What Travelers To Europe Need To Know About New Visa Rules

Entering Europe will soon change for everyone traveling with a non-EU passport under two new border control schemes. There is news that an EU non-working party has looked into the idea of decoupling the two schemes, meaning they may be brought in at different times.

Here’s what you should know about the new border controls and the effects they may have on non-EU travelers arriving in Europe.

ETIAS, the European Travel Information and Authorisation System, Due November 2023

ETIAS, the European Travel Information and Authorisation System, will oblige visitors from outside Europe to apply for a visa-waiver before arriving into one of the participating European countries.

It will operate much like the ESTA scheme in the U.S., where travelers not visiting on a U.S. passport will need to register before entering Europe for a fee of $7. Travelers under 18 and over 70 will be exempt from payment. The right to enter will last 3 years, after which time, travelers must reapply.

Travelers from 63 countries will be affected, including Argentina, Australia, Brazil, Canada, Japan, New Zealand, the U.S., the U.K. and the UAE.

The 26 countries in the Schengen area that are in the scheme are Austria, Belgium, the Czech Republic, Denmark, Estonia, Finland, France, Germany, Greece, Hungary, Iceland, Italy, Latvia, Liechtenstein, Lithuania, Luxembourg, Malta, the Netherlands, Norway, Poland, Portugal, Slovakia, Slovenia, Spain, Sweden and Switzerland. A handful of EU countries will not be in the scheme in its first iteration, such as Ireland and Cyprus.

The ETIAS scheme was due for release in November 2023, just a few months from now, at the same time as the EES.

The EES, the Entry and Exit Scheme, Due 2023 But Now Delayed Possibly Until After Paris Olympic Games 2024

The EES, Entry and Exit System, is a new scheme to use biometric data to pass through the frontier into a Schengen-area country—fingerprints and faces will be scanned as travelers pass through electronic gates. It is intended that it will eventually replace passport stamps.

It was due to come into effect in 2020, then delayed eventually to November 2023. Due to the significant delays due to technical issues, France asked the EU to postpone both schemes now until after the Olympic Games take place in Paris in summer 2024—for obvious reasons, as a huge number of people are expected to attend and a glitch in any new system would seriously impede people’s access.

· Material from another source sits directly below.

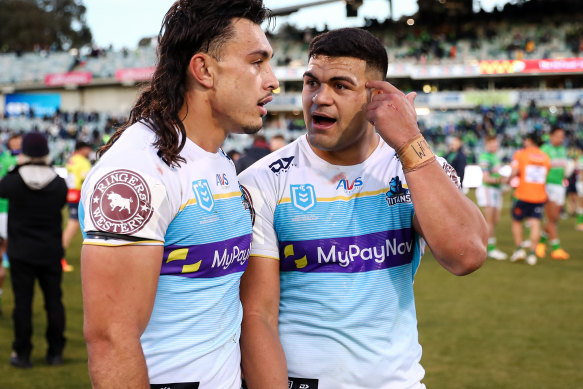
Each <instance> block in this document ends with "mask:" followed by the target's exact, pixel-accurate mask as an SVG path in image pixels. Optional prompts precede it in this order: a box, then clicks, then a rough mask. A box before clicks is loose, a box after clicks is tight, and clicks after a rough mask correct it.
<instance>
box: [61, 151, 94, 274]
mask: <svg viewBox="0 0 583 389" xmlns="http://www.w3.org/2000/svg"><path fill="white" fill-rule="evenodd" d="M92 151H93V149H92V148H91V145H89V144H88V143H85V142H77V143H76V144H75V152H74V153H73V155H72V156H71V158H69V160H68V161H67V173H68V175H67V185H68V187H69V190H68V192H67V207H68V208H69V219H68V220H67V225H66V226H65V230H64V231H63V248H64V249H65V250H67V247H69V244H70V243H71V240H72V239H73V237H74V236H75V234H76V233H77V231H79V200H80V199H81V186H82V185H83V181H85V178H86V177H87V174H88V173H89V170H91V161H89V156H90V155H91V152H92ZM61 264H62V266H63V270H64V271H66V272H70V271H73V266H72V265H69V263H67V260H66V259H65V258H63V259H62V260H61Z"/></svg>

The EES And ETIAS May Be Decoupled And Come Into Effect At Different Times

Due to the fact that the Olympic Games are to be held in Europe in 2024 in Paris, and that there are delays in the technological delivery of the schemes, it does appear to make logical sense that any border controls would be delayed until after an extra million people have passed through EU borders next summer—it wouldn’t make for great headlines at the Olympics if there were delays at the airports because of tech issues, for something that has nothing to do with sport.

So there is now an idea to decouple the two systems and bring in the ETIAS scheme before the EES.

There are several issues around the decoupling, notably whether countries feel happy that travelers cannot be checked against all available databases upon entry, as they will be when both systems are up and running.

If the plans are accepted, such a decoupling could take place by May 2024, according to the report, which is when the ETIAS would begin for travelers. The EES would occur once the first scheme was working. A decision will likely be made in October.


Correction Wednesday 19 July—this article was amended to add the information that passengers under 18 and over 70 will not need to pay for authorization prior to travel under ETIAS.